As of 2000, there were 22 households that consist of only one person and 9 households with five or more people. In 2000, a total of 107 apartments (91.5% of the total) were permanently occupied, while 6 apartments (5.1%) were seasonally occupied and 4 apartments (3.4%) were empty.

The historical population is given in the following chart:

==Politics==
In the 2011 federal election, the most popular party was the SVP which received 41.6% of the vote. The next three most popular parties were the BDP Party (19.8%), the SPS (17.4%) and the Green Party (6.2%). In the federal election, a total of 103 votes were cast, and the voter turnout was 43.6%.

==Economy==
As of 2011, Niederried bei Kallnach had an unemployment rate of 0.26%. As of 2008, there were a total of 45 people employed in the municipality. Of these, there were 21 people employed in the primary economic sector and about 8 businesses involved in this sector. 15 people were employed in the secondary sector and there were 6 businesses in this sector. 9 people were employed in the tertiary sector, with 4 businesses in this sector.

In 2008, there were a total of 33 full-time equivalent jobs. The number of jobs in the primary sector was 14, all of which were in agriculture. The number of jobs in the secondary sector was 13 of which 8 or (61.5%) were in manufacturing and 6 (46.2%) were in construction. The number of jobs in the tertiary sector was 6. In the tertiary sector; 1 was in the sale or repair of motor vehicles and 3 or 50.0% were in a hotel or restaurant.

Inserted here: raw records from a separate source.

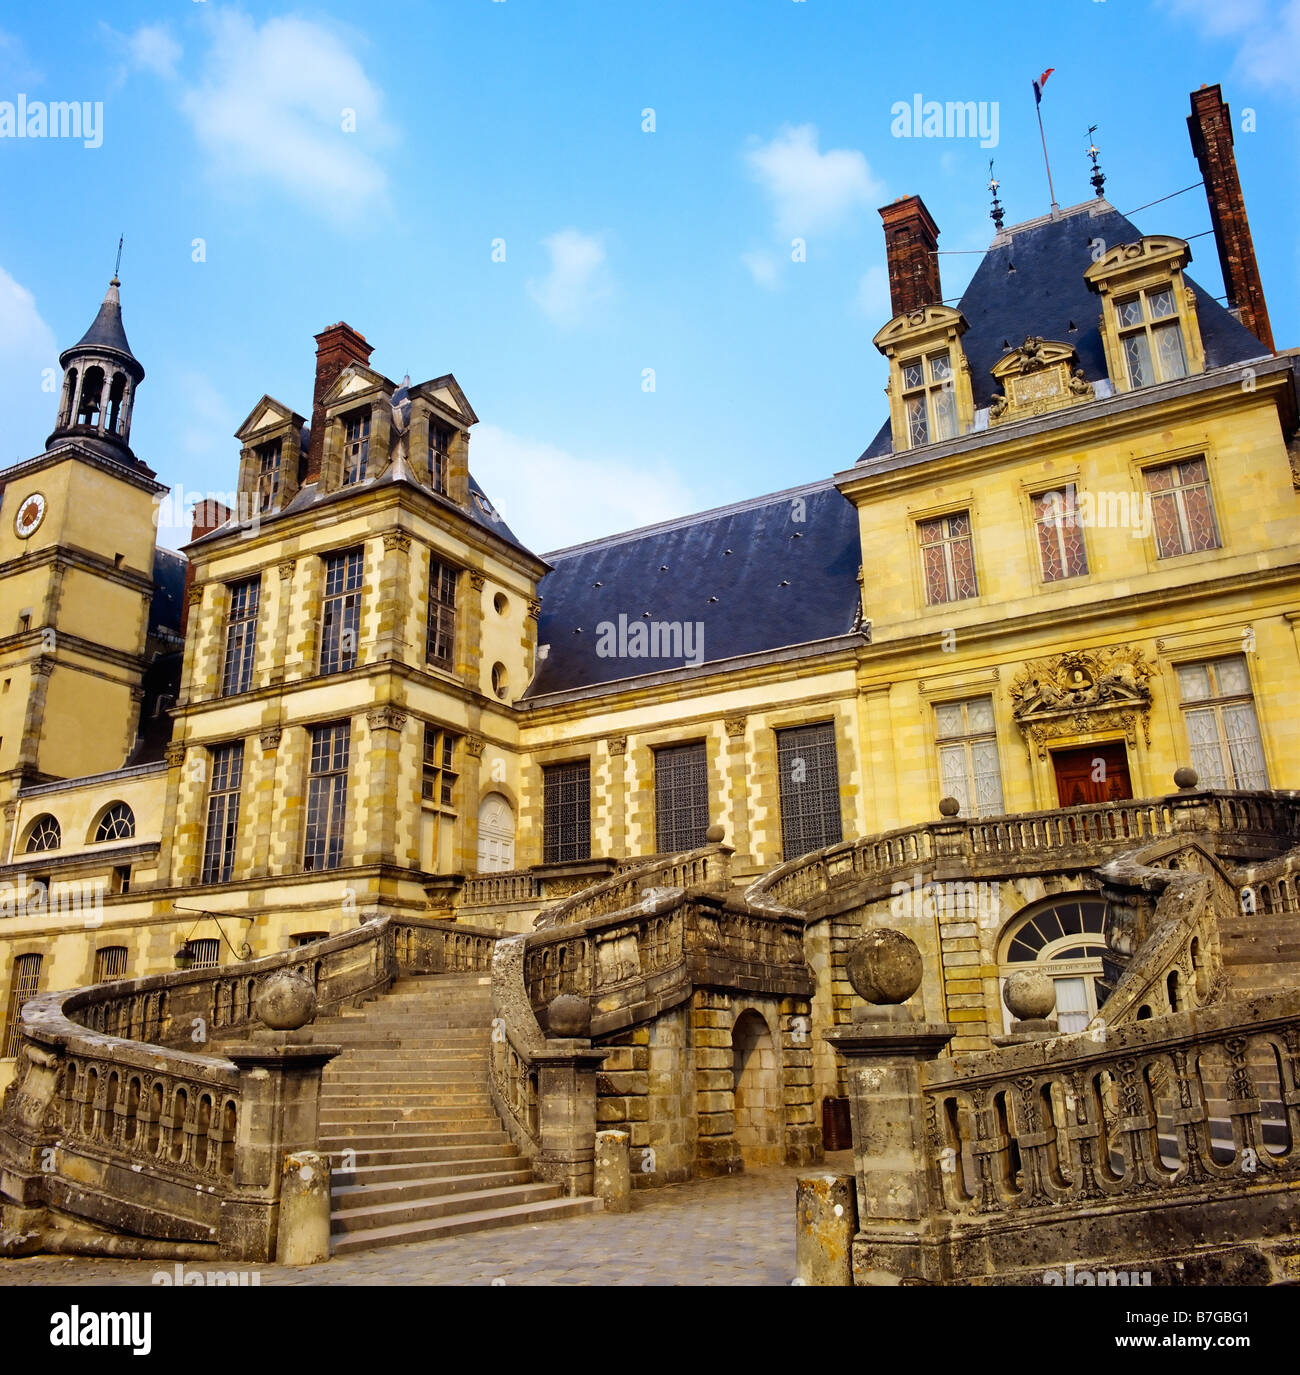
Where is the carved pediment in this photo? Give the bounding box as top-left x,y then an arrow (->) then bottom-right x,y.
1083,235 -> 1190,284
988,338 -> 1094,426
320,363 -> 397,410
1009,647 -> 1157,759
234,394 -> 305,443
410,373 -> 478,426
873,304 -> 968,353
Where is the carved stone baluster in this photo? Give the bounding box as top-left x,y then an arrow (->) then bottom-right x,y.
1009,1075 -> 1053,1207
968,1085 -> 1005,1213
1113,1056 -> 1161,1191
1223,1034 -> 1263,1165
1065,1069 -> 1104,1200
1167,1046 -> 1211,1184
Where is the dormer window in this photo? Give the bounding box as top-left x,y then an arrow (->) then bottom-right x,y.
1115,287 -> 1187,388
256,439 -> 282,512
342,411 -> 370,485
901,352 -> 957,445
430,424 -> 452,495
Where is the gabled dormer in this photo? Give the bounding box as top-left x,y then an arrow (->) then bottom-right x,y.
234,395 -> 306,515
403,375 -> 477,509
317,363 -> 398,494
1084,236 -> 1206,394
874,304 -> 974,451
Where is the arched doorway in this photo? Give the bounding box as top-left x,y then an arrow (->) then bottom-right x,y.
999,895 -> 1108,1033
732,1010 -> 782,1168
476,794 -> 515,872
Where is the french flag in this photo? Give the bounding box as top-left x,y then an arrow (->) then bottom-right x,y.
1033,68 -> 1055,105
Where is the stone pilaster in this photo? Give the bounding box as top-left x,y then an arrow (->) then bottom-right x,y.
607,736 -> 628,859
269,727 -> 309,876
18,659 -> 53,771
249,727 -> 283,879
265,560 -> 294,687
861,684 -> 899,832
724,716 -> 751,865
691,989 -> 742,1176
452,734 -> 485,874
462,571 -> 486,686
374,531 -> 411,662
361,709 -> 407,866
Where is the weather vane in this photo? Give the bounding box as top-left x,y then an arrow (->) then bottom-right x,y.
1086,126 -> 1106,199
114,235 -> 123,281
988,159 -> 1005,231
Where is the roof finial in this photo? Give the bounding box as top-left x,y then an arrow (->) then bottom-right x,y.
112,235 -> 123,286
987,159 -> 1005,231
1086,126 -> 1106,199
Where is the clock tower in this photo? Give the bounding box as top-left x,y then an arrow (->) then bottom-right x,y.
0,273 -> 167,818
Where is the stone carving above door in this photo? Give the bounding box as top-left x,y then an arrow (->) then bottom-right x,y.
1009,646 -> 1156,760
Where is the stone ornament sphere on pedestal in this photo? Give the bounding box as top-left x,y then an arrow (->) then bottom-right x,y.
254,970 -> 318,1031
547,993 -> 592,1038
1173,766 -> 1199,791
705,823 -> 726,843
938,796 -> 961,817
1003,969 -> 1056,1021
846,928 -> 924,1005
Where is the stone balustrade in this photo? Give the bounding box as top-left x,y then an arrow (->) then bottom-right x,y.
534,843 -> 734,930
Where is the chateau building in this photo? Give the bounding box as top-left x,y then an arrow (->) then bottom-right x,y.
0,81 -> 1295,1079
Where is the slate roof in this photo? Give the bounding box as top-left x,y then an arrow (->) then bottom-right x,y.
525,479 -> 863,698
61,279 -> 145,380
149,547 -> 187,640
857,199 -> 1270,462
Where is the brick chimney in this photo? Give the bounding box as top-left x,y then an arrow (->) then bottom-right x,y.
305,322 -> 374,482
878,195 -> 943,319
181,499 -> 232,635
1187,84 -> 1274,353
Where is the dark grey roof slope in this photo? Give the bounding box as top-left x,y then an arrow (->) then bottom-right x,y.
858,200 -> 1269,462
62,279 -> 144,379
526,480 -> 862,697
149,547 -> 187,638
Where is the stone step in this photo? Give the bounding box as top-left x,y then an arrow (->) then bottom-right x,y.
320,1128 -> 511,1152
330,1196 -> 599,1255
322,1070 -> 490,1085
326,1143 -> 520,1171
319,1108 -> 504,1129
319,1092 -> 493,1109
330,1181 -> 573,1234
331,1047 -> 487,1060
332,1166 -> 535,1210
332,1151 -> 522,1187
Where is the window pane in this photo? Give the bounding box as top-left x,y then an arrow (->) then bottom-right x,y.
931,385 -> 956,441
1147,288 -> 1176,320
939,743 -> 970,814
966,697 -> 995,734
1222,703 -> 1268,789
1123,332 -> 1152,388
1179,479 -> 1220,552
1177,665 -> 1211,702
1154,322 -> 1187,380
654,742 -> 710,853
922,542 -> 950,604
543,762 -> 591,863
1149,490 -> 1185,558
305,724 -> 350,871
1116,294 -> 1144,328
901,358 -> 924,390
776,723 -> 842,861
202,743 -> 244,884
928,352 -> 951,383
970,739 -> 1005,816
1184,707 -> 1227,788
934,704 -> 964,739
906,395 -> 928,446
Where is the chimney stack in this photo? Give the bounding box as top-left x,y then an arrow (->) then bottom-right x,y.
181,499 -> 233,635
1187,84 -> 1274,353
305,322 -> 374,482
878,195 -> 943,319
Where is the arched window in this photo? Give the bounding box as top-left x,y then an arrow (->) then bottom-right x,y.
999,895 -> 1108,1034
94,802 -> 135,843
24,815 -> 61,853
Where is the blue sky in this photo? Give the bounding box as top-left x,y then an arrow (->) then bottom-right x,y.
1,1 -> 1297,555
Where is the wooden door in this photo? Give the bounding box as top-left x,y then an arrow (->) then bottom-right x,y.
1051,744 -> 1132,807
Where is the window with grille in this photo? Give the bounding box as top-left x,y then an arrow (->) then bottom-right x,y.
1177,656 -> 1268,791
422,725 -> 459,807
1146,457 -> 1220,558
94,802 -> 135,842
427,558 -> 458,668
305,723 -> 350,871
899,351 -> 957,448
1115,286 -> 1188,388
775,723 -> 843,862
655,742 -> 710,853
320,549 -> 363,675
93,946 -> 128,983
543,761 -> 591,863
1031,488 -> 1089,582
201,742 -> 244,884
935,697 -> 1005,818
3,953 -> 41,1056
430,423 -> 452,495
189,938 -> 221,970
24,815 -> 60,853
222,578 -> 261,695
341,411 -> 370,485
919,511 -> 977,605
290,931 -> 329,948
256,439 -> 282,511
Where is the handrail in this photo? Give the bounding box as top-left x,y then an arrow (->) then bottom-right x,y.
534,842 -> 733,929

In 2000, there were 5 workers who commuted into the municipality and 122 workers who commuted away. The municipality is a net exporter of workers, with about 24.4 workers leaving the municipality for every one entering. Of the working population, 1.9% used public transportation to get to work, and 72.6% used a private car.

==Religion==
From the 2000 census, 18 or 6.6% were Roman Catholic, while 213 or 78.3% belonged to the Swiss Reformed Church. Of the rest of the population, there were 26 individuals (or about 9.56% of the population) who belonged to another Christian church. There were 11 (or about 4.04% of the population) who were Islamic. 9 (or about 3.31% of the population) belonged to no church, are agnostic or atheist, and 8 individuals (or about 2.94% of the population) did not answer the question.

==Education==
Niederried has its own school for the first through fourth grades. The upper grades of primary and all of middle school are in Kallnach, and for high school the children must be sent to Aarberg.

In Niederried bei Kallnach about 111 or (40.8%) of the population have completed non-mandatory upper secondary education, and 30 or (11.0%) have completed additional higher education (either university or a Fachhochschule). Of the 30 who completed tertiary schooling, 63.3% were Swiss men, 20.0% were Swiss women.

As of 2000, there were 25 students from Niederried bei Kallnach who attended schools outside the municipality.